According to project lead Dr. Li Sichao, the technology has completed proof-of-concept and is about to enter pilot-scale validation. Mass production is expected within 3–5 years, targeting a market with potential demand in the hundreds of billions of yuan.
Surging Gigawatt-Scale Compute Drives Growing Energy Gaps in AI Data Centers
Today’s AI compute centers operate under a model essentially defined by “trading power for compute.” A 1-GW AI data center consumes 8.76 billion kWh of electricity per year—roughly the annual full-load output of a large nuclear power plant. Among all subsystems, the power modules that convert high-voltage electricity into the low-voltage supply required by XPUs (specialized processors) alone account for 1 billion kWh annually, or 11% of total consumption, making them one of the most energy-intensive components in the system.
As global compute capacity accelerates into the “gigawatt era,” energy demand is rising in lockstep. Massive infrastructure investments by tech giants and national-level compute initiatives underscore the urgency of the challenge, making energy efficiency a core imperative for the compute industry.
In October 2025, Google and AI unicorn Anthropic sealed a multibillion-dollar compute partnership, including a dedicated 1-GW power allocation supporting one million TPU chips—energy consumption on par with an entire large-scale nuclear plant.
OpenAI is expanding even more aggressively, advancing two 10-GW custom compute projects with Broadcom and AMD, while jointly developing the 8-GW “Stargate” compute campus with Oracle and SoftBank. These publicly disclosed projects alone exceed 28 GW of power demand—more than twice New York City’s peak electricity load.
Yet most existing compute centers still rely on silicon-based power modules, a legacy architecture with well-recognized limitations: high conversion losses that waste large amounts of electricity, bulky module size that impedes high-density rack deployment, and rising long-term system costs.
GaN Technology Sparks an “Energy Reduction Revolution,” Addressing Gigawatt-Scale Power Challenges
GaN, a new-generation semiconductor material, offers superior electron mobility and high breakdown voltage. When used to create silicon-based GaN chips inside power modules, it reduces conversion losses by up to 30%—the key to the significant energy savings. GaN’s material advantages also shrink module volume by roughly 30%, freeing valuable rack space and enabling higher-density compute deployment.
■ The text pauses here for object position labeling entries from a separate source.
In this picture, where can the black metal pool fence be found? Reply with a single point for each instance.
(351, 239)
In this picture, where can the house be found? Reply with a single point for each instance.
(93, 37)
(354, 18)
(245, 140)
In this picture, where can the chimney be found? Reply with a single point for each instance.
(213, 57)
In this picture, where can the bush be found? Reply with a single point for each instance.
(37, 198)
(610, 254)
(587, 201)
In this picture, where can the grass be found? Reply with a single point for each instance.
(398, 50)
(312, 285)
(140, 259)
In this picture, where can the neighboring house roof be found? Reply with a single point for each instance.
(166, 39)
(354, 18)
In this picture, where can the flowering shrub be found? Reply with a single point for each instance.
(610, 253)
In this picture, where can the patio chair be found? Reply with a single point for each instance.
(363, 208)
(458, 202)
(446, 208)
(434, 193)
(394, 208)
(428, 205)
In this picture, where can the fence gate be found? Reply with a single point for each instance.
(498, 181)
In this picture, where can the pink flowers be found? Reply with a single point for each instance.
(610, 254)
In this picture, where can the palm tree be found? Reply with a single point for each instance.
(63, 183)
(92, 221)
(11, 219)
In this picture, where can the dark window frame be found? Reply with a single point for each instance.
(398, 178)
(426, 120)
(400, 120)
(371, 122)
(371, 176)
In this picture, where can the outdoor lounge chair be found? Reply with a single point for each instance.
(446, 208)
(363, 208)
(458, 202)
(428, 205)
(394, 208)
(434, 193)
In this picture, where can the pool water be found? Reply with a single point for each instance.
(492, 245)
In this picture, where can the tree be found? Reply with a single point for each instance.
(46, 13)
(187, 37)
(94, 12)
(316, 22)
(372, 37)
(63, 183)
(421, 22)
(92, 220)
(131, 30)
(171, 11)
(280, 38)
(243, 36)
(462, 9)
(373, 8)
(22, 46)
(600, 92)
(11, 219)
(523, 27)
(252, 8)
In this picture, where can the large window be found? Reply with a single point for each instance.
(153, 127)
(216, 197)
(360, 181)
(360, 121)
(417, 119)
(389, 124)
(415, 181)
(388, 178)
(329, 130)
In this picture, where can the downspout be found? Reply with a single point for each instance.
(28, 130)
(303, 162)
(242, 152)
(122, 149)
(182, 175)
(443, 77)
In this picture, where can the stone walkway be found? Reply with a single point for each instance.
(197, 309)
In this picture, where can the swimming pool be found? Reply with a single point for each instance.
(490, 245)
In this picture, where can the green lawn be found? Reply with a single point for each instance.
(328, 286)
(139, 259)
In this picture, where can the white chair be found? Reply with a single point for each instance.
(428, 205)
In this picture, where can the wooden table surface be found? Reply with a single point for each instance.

To seize the next strategic technology frontier, JFS Lab established a cross-disciplinary R&D team early this year, led by Dr. Li Sichao and focused specifically on GaN power modules. Despite the complexity of GaN semiconductor fabrication—which involves more than a thousand process steps and nanometer-level precision—the lab’s seven PhDs completed hundreds of rounds of testing and optimization, ultimately achieving a full closed-loop GaN technology chain.
JFS Lab has already secured partnerships with multiple domestic data-center power suppliers, with commercial orders exceeding CNY 10 million. The lab has also collaborated with the Optics Valley state-owned capital platform to incubate eight compound-semiconductor startups, accelerating the transfer and commercialization of frontier technologies. With the rapid global expansion of AI compute infrastructure, the GaN power module is expected to address a market opportunity valued in the hundreds of billions of yuan, signaling enormous growth potential for the power-module sector.